キーワード: 糖尿病 骨粗鬆症/ロコモティブシンドローム/サルコペニア 抗加齢(アンチエイジング) 身体活動・運動不足

 2型糖尿病のリスクは簡単な体力テストでが分かる――「握力」や「閉眼片足立ち」の成績が悪いと、2型糖尿病の発症リスクは上昇することが、東北大学の調査で明らかになった。
運動を継続するために体力が必要
 血糖値を下げるインスリンの効きを良くし、2型糖尿病を予防・改善するためには、ウォーキングなどの運動を行い、日頃の活動量を増やしておくと効果的だ。そのためには体力が必要となる。

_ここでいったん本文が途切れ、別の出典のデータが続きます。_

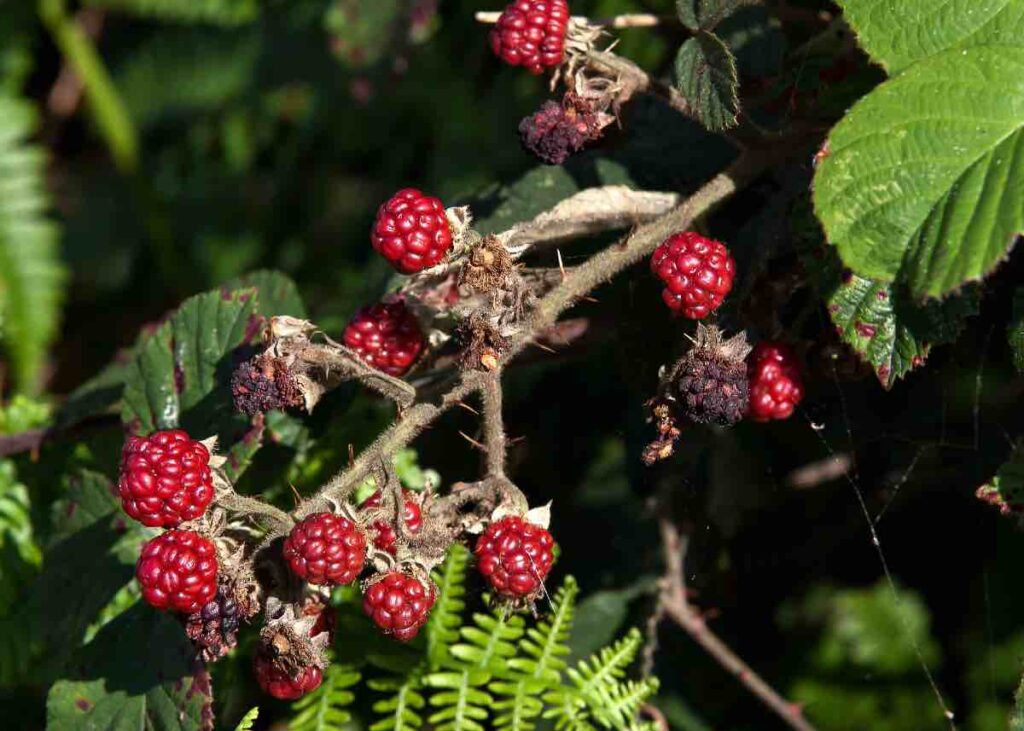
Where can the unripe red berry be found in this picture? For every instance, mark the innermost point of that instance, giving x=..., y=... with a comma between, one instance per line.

 体力は運動を継続することで向上できる。全身持久力を向上すれば、運動を長時間続けられるようになり、2型糖尿病が改善することを示した報告は多い。しかし体力には、全身持久力以外にも、筋力やパワー、筋持久力、柔軟性、バランス能力、反応速度などがある。どれを向上させると、2型糖尿病リスクを効果的に下げられるかは不明だった。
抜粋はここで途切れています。